Rather, it would charge these excess costs to variance accounts
after comparing actual costs to standard costs.
Thus, in a standard cost system, a company assumes that all
units of a given product produced during a particular time
period have the same unit cost. Logically, identical physical units
produced in a given time period should be recorded at the same
cost.
(d) Cost savings in record-keeping
Although a standard cost system may seem to require more
detailed record-keeping during the accounting period than an
actual cost system, the reverse is true. For example, a system
that accumulates only actual costs shows cost flows between
inventory accounts and eventually into cost of goods sold. It
records these varying amounts of actual unit costs that must be
calculated during the period. In a standard cost system, a
company shows the cost flows between inventory accounts and
into cost of goods sold at consistent standard amounts during
the period. It needs no special calculations to determine actual
unit costs during the period.
Instead, companies may print standard cost sheets in advance
showing standard quantities and standard unit costs for the
materials, labour, and overhead needed to produce a certain
product.
(e) Possible reductions in production costs
A standard cost system may lead to cost savings. The use of
standard costs may cause employees to become more cost
conscious and to seek improved methods of completing their
tasks. Only when employees become active in reducing costs
can companies really become successful in cost control.
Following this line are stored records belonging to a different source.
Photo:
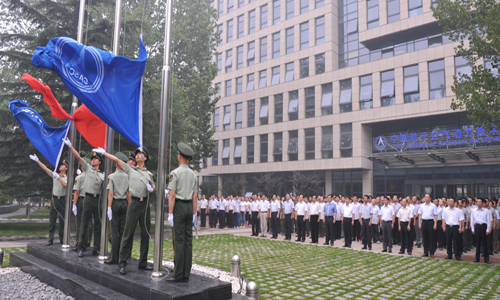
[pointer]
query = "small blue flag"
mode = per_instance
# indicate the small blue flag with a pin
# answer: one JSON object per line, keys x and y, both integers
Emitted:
{"x": 109, "y": 85}
{"x": 46, "y": 139}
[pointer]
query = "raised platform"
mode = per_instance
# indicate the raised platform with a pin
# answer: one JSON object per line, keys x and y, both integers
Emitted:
{"x": 65, "y": 271}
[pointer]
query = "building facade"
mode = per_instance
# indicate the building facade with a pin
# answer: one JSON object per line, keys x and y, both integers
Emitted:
{"x": 357, "y": 92}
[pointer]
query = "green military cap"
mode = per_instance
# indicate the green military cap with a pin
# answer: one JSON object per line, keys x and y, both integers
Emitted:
{"x": 144, "y": 150}
{"x": 185, "y": 150}
{"x": 121, "y": 156}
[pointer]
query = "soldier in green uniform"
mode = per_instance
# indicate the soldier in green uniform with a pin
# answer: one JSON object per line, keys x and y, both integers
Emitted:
{"x": 117, "y": 207}
{"x": 91, "y": 203}
{"x": 182, "y": 207}
{"x": 78, "y": 196}
{"x": 58, "y": 203}
{"x": 141, "y": 183}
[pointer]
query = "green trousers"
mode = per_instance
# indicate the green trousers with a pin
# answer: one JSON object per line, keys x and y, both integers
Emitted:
{"x": 183, "y": 239}
{"x": 57, "y": 208}
{"x": 138, "y": 211}
{"x": 78, "y": 220}
{"x": 91, "y": 208}
{"x": 119, "y": 209}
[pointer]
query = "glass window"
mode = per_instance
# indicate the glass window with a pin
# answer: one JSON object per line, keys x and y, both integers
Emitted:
{"x": 264, "y": 111}
{"x": 411, "y": 86}
{"x": 387, "y": 96}
{"x": 276, "y": 76}
{"x": 250, "y": 149}
{"x": 219, "y": 64}
{"x": 226, "y": 122}
{"x": 251, "y": 54}
{"x": 365, "y": 92}
{"x": 241, "y": 26}
{"x": 229, "y": 60}
{"x": 251, "y": 21}
{"x": 289, "y": 9}
{"x": 263, "y": 49}
{"x": 239, "y": 57}
{"x": 263, "y": 79}
{"x": 239, "y": 85}
{"x": 346, "y": 140}
{"x": 289, "y": 40}
{"x": 392, "y": 11}
{"x": 304, "y": 67}
{"x": 237, "y": 151}
{"x": 310, "y": 102}
{"x": 278, "y": 147}
{"x": 304, "y": 35}
{"x": 263, "y": 148}
{"x": 229, "y": 30}
{"x": 345, "y": 99}
{"x": 251, "y": 113}
{"x": 276, "y": 11}
{"x": 215, "y": 156}
{"x": 293, "y": 145}
{"x": 293, "y": 105}
{"x": 309, "y": 141}
{"x": 320, "y": 63}
{"x": 278, "y": 108}
{"x": 228, "y": 87}
{"x": 437, "y": 82}
{"x": 263, "y": 16}
{"x": 289, "y": 72}
{"x": 238, "y": 121}
{"x": 276, "y": 45}
{"x": 320, "y": 30}
{"x": 304, "y": 6}
{"x": 250, "y": 82}
{"x": 326, "y": 99}
{"x": 225, "y": 152}
{"x": 326, "y": 142}
{"x": 216, "y": 119}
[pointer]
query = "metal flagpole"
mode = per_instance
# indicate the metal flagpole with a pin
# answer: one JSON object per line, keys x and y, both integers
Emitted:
{"x": 163, "y": 146}
{"x": 74, "y": 105}
{"x": 110, "y": 139}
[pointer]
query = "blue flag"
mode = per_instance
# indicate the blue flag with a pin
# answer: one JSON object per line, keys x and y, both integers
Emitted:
{"x": 46, "y": 139}
{"x": 109, "y": 85}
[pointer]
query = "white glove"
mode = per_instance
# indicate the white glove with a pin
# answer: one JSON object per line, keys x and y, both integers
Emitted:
{"x": 67, "y": 142}
{"x": 171, "y": 219}
{"x": 99, "y": 150}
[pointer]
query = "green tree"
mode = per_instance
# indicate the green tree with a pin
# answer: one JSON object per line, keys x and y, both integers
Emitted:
{"x": 476, "y": 26}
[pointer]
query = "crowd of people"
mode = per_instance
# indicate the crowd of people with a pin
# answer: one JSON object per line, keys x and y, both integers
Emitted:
{"x": 456, "y": 225}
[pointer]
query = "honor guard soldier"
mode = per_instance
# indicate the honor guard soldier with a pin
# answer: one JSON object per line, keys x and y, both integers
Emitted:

Disadvantages of Standard Costing:
(a) Controversial materiality limits for variances
Determining the materiality limits of the variances may be
controversial. The management of each business has the
responsibility for determining what constitutes a material or
unusual variance. Because it involves individual judgment.
(b) Non reporting of certain variances
Workers do not always report all exceptions or variances. If
management only investigates unusual variances, workers may
not report negative exceptions to the budget or may try to
minimize these exceptions to conceal inefficiency. Workers who
succeed in hiding variances diminish the effectiveness of
budgeting.
(c) Low morale for some workers
The management by exception approach focuses on the unusual
variances. Management often focuses on unfavourable variances
while ignoring favourable variances. Workers might believe that
poor performance gets attention while good performance is
ignored. As a result, the morale of these workers may suffer.